Health Data Hub : L'État abandonne Microsoft mais se complique avec SecNumCloud

Le gouvernement français a décidé de revoir sa stratégie pour trouver un remplaçant à Microsoft Azure, dont l'hébergement des données du Health Data Hub est attendu depuis plusieurs années. Comme rapporté par L’Usine Digitale, l'exécutif a abandonné l'idée d'un appel d'offres classique au profit d'une consultation accélérée à travers le marché interministériel "Nuage public" de l'Union des groupements d'achats publics (UGAP).
Accélérer la migration des données de santé
Selon le ministère de la Santé, cette nouvelle orientation vise à accélérer la migration de la base principale du Système national des données de santé (SNDS), qui constitue le socle du Health Data Hub. Les candidats ont jusqu'au 30 mars 2026 pour soumettre leur devis à l'UGAP. Une décision est attendue trois mois plus tard, avec une transition prévue d'ici la fin de l'année.
Un cadre de sélection modifié
Le changement vers l'UGAP modifie le cadre de sélection. Contrairement à un appel d'offres classique qui permet de rédiger un cahier des charges détaillé et juridiquement contraignant, le marché "Nuage public" repose sur une consultation plus flexible, s'appuyant sur un catalogue d'offres existantes. Cela permet à l'État de réduire les délais et d'élargir le nombre de candidats potentiels.
La controverse autour de SecNumCloud
Dans ce nouveau contexte, une controverse a émergé autour de SecNumCloud, le visa de sécurité délivré par l'Agence nationale de la sécurité des systèmes d'information (ANSSI), qui atteste du plus haut niveau de sécurisation des données. Comme l'a révélé L’Informé, il semblerait que la référence à cette certification ne soit plus clairement mentionnée dans les documents de la consultation.

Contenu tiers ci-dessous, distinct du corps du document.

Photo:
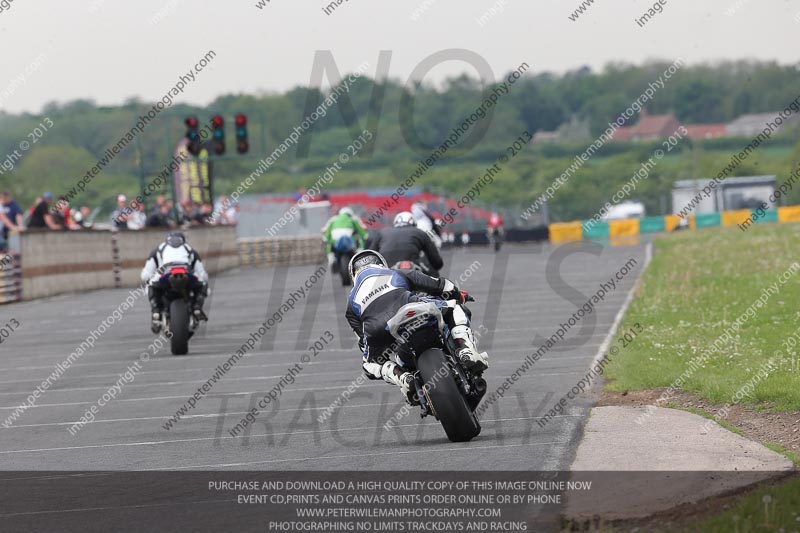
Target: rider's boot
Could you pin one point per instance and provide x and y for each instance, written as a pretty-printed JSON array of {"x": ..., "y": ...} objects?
[
  {"x": 392, "y": 373},
  {"x": 155, "y": 309},
  {"x": 467, "y": 351},
  {"x": 155, "y": 317},
  {"x": 197, "y": 306}
]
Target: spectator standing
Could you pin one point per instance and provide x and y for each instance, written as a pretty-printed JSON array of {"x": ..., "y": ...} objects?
[
  {"x": 10, "y": 218},
  {"x": 119, "y": 218},
  {"x": 186, "y": 211},
  {"x": 161, "y": 219},
  {"x": 81, "y": 218},
  {"x": 41, "y": 217},
  {"x": 137, "y": 219}
]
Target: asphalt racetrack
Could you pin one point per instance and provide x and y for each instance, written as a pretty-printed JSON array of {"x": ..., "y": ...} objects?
[{"x": 521, "y": 292}]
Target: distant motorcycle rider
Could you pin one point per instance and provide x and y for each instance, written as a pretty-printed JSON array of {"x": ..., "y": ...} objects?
[
  {"x": 174, "y": 250},
  {"x": 342, "y": 233},
  {"x": 405, "y": 242},
  {"x": 427, "y": 222},
  {"x": 378, "y": 293}
]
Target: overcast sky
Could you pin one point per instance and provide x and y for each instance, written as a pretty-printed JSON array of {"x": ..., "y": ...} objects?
[{"x": 109, "y": 50}]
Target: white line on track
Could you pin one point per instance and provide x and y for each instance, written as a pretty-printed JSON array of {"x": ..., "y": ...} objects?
[{"x": 228, "y": 437}]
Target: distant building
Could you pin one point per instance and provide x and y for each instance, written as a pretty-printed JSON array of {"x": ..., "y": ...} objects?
[
  {"x": 706, "y": 131},
  {"x": 752, "y": 125},
  {"x": 649, "y": 128}
]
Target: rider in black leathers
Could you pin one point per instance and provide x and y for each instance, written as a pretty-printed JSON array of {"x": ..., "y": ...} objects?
[{"x": 405, "y": 242}]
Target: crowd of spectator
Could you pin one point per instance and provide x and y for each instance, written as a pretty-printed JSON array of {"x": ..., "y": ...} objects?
[{"x": 127, "y": 216}]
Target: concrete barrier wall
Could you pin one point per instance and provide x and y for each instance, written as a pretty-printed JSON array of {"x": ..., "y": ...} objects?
[{"x": 63, "y": 262}]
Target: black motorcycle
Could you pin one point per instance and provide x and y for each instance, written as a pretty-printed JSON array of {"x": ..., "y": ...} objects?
[
  {"x": 178, "y": 284},
  {"x": 422, "y": 266},
  {"x": 444, "y": 388}
]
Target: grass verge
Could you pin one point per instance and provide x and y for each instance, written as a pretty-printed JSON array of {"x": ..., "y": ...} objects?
[{"x": 700, "y": 285}]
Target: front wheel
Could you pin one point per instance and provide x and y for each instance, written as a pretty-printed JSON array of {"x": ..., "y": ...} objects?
[
  {"x": 179, "y": 327},
  {"x": 448, "y": 404}
]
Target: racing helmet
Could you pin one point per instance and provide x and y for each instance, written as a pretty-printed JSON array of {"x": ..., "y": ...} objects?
[
  {"x": 176, "y": 239},
  {"x": 404, "y": 218},
  {"x": 365, "y": 258}
]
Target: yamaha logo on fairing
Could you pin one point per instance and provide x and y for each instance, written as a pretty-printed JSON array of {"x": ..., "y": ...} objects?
[{"x": 374, "y": 293}]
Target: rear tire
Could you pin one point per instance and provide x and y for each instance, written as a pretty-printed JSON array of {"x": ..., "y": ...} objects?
[
  {"x": 179, "y": 326},
  {"x": 459, "y": 422}
]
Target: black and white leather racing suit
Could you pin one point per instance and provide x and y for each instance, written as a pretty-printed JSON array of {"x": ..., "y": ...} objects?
[
  {"x": 165, "y": 255},
  {"x": 405, "y": 243},
  {"x": 378, "y": 293}
]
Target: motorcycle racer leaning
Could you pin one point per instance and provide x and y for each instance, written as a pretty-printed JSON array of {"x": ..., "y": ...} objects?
[
  {"x": 174, "y": 250},
  {"x": 340, "y": 232},
  {"x": 378, "y": 293},
  {"x": 405, "y": 242}
]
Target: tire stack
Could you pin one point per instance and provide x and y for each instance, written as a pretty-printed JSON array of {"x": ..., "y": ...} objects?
[
  {"x": 281, "y": 251},
  {"x": 10, "y": 277}
]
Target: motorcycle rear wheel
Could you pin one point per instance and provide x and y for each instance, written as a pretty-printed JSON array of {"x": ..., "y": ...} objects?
[
  {"x": 179, "y": 327},
  {"x": 449, "y": 406}
]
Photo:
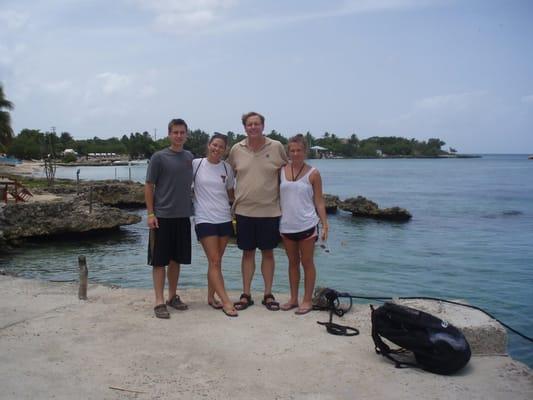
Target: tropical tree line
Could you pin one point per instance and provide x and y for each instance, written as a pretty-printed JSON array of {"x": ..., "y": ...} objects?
[{"x": 34, "y": 144}]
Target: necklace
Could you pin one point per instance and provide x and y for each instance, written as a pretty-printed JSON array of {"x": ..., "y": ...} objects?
[{"x": 299, "y": 172}]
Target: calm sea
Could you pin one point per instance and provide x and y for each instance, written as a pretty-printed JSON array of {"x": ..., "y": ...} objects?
[{"x": 471, "y": 238}]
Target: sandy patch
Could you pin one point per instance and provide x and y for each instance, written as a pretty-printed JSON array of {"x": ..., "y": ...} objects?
[{"x": 54, "y": 346}]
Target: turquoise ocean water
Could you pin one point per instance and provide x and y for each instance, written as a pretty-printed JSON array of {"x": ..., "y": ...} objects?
[{"x": 471, "y": 238}]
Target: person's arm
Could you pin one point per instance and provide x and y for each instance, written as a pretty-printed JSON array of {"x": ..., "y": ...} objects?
[
  {"x": 283, "y": 155},
  {"x": 230, "y": 185},
  {"x": 320, "y": 204},
  {"x": 149, "y": 200}
]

Des inquiétudes sur la concurrence
Cette omission pourrait permettre à des acteurs en cours de qualification de déposer leur candidature sans avoir encore obtenu le précieux sésame, afin d'éviter de restreindre excessivement la concurrence. Contacté à plusieurs reprises par L’Usine Digitale, le ministère de la Santé a assuré que la mention du visa SecNumCloud était toujours incluse dans le dispositif, tout en refusant de fournir le texte précisant les critères requis. Initialement, le gouvernement avait promis de publier ce document le 9 février.
Des confirmations contradictoires
Cependant, un fournisseur de cloud a affirmé le contraire, précisant que "selon la première lecture du document, SecNumCloud n'était pas explicitement mentionné". Cette déclaration corrobore donc les informations rapportées par L’Informé.
Un parcours semé d'embûches pour le Health Data Hub
Ce flou n’est pas surprenant. Depuis sa création, le Health Data Hub est en proie à une série de revirements, de retards et d'arbitrages contradictoires, qui ont durablement obscurci la doctrine de l'État concernant l'hébergement des données de santé. Le choix initial de Microsoft, contesté dès 2020, a donné lieu à des promesses répétées de sortie rapide, sans jamais se concrétiser dans les délais annoncés.
Une trajectoire en constante évolution
Au fil des ans, la trajectoire du Health Data Hub a été réécrite à plusieurs reprises : des bascules annoncées puis repoussées, des solutions transitoires envisagées avant d'être abandonnées, ainsi que des exigences qui ont été durcies puis assouplies.
Recommandations de la CNIL
Dans sa consultation du 31 janvier 2024 sur l'hébergement du Health Data Hub, la Commission nationale de l'informatique et des libertés (CNIL) recommandait, pour les bases de données de santé les plus sensibles, de faire appel à des prestataires soumis exclusivement au droit de l'Union européenne ou bénéficiant de certifications de sécurité renforcées, mentionnant SecNumCloud comme référence pertinente.
Des enjeux cruciaux pour la souveraineté numérique
Bien que le marché reste limité financièrement, il est hautement symbolique. Le choix du futur hébergeur du Health Data Hub conditionnera la crédibilité de la stratégie française de souveraineté numérique et sa capacité à influencer la mise en œuvre de l'Espace européen des données de santé (EHDS).
Conclusion
Alors que l'État tente de tourner la page sur Microsoft, les complications liées à la certification SecNumCloud soulèvent des questions sur la transparence et la sécurité des données de santé. L'avenir du Health Data Hub est désormais entre les mains des candidats qui devront naviguer dans ce cadre incertain.